STILLPOINT Archive: last updated 04/13/2016

Remembering Bruce Webb

“He epitomized so much about Gordon at its best.”

Bruce Webb, who taught students of economics and business at Gordon College for more than 35 years, passed away Nov. 10, 2015. A macroeconomist able to explain complicated concepts with remarkable clarity, he integrated philosophy and theology into his work with students, particularly in his popular course Christian Teaching on the Economy. “Bruce had an exceptional understanding of how Christian ethics and Christian theology intersect with economics across the whole sweep of Christian points of view and economic schools of thought,” says his colleague Stephen Smith.

Dr. Webb joined the Gordon faculty in 1977. In 1982, he was among the founding members of the Association of Christian Economists, and for many years he served as co-editor of its journal, Faith & Economics. Deeply committed to the liberal arts, he led the effort a decade ago that reshaped Gordon’s Core curriculum to express the Gordon ethos of global understanding, civic responsibility, theological reflection, aesthetic practice, and scientific methods and principles. For many years he directed the College’s Christianity, Character and Culture Program.

In 2009 he was honored with the College’s Senior Distinguished Faculty Award. “You would never catch this year’s recipient in an ivory tower,” said then-provost Mark Sargent as he announced the award. “In fact, you can just as easily catch him talking with a colleague or student about good novels, recent films and ancient philosophy as you can engage him in conversations about the complexities of his own field.” 

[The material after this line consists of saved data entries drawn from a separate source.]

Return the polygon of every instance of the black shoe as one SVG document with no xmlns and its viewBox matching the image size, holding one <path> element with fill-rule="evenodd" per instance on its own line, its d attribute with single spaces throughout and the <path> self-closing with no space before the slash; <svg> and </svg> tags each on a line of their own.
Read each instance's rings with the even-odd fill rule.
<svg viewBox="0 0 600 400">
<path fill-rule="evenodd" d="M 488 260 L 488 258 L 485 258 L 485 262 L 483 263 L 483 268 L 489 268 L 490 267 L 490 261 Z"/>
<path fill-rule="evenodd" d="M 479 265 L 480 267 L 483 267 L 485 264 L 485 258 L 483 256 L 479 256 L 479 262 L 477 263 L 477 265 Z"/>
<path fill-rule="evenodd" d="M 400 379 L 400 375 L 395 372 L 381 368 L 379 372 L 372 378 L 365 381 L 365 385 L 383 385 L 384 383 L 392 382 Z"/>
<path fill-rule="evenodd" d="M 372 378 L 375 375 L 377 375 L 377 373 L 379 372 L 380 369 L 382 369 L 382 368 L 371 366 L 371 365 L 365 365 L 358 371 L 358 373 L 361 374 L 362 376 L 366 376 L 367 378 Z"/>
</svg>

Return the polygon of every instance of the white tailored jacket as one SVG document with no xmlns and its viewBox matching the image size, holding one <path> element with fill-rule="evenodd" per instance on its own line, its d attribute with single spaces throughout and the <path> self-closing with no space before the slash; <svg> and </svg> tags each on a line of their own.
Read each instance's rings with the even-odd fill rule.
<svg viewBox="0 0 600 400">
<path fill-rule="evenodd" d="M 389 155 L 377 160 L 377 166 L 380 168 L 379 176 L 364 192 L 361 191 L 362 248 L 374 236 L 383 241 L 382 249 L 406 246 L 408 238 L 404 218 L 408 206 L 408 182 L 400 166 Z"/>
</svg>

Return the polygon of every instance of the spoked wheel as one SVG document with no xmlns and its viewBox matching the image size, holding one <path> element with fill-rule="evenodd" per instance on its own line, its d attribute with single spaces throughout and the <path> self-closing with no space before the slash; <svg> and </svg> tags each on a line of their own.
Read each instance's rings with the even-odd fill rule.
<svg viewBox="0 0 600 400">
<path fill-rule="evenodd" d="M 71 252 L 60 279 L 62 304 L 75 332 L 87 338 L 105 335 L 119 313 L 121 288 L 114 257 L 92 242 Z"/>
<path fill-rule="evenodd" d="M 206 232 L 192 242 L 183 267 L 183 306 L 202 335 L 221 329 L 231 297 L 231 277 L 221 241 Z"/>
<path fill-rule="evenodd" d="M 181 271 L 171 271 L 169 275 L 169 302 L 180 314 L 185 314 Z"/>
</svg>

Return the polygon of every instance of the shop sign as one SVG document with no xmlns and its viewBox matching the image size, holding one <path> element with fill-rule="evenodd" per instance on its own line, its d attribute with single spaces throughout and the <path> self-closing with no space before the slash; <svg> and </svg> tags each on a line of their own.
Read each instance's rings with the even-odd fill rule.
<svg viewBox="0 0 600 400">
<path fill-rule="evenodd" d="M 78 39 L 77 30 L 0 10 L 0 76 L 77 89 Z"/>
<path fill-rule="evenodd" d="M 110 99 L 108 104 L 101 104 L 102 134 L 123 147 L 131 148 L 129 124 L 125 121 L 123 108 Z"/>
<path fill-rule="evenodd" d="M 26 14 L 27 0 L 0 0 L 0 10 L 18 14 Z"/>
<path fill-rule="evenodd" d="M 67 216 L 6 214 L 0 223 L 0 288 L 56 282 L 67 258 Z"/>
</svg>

Dr. Webb retired in 2011, but as Emeritus Professor of Economics and Business he continued to write and teach part-time even as he continued to battle cancer. He pursued writing projects about economic growth (as co-author of Human Flourishing: The Case for Economic Growth, published by American Enterprise Press in 2013), and about how Protestants can (and should) use Catholic social teaching.

“Bruce Webb epitomized so much about Gordon at its best: the teacher/scholar ideal for faculty, the vibrant connection between faith and our disciplines, and a high regard for the usefulness of liberal arts education in everyday life and for the common good,” says Dr. Smith.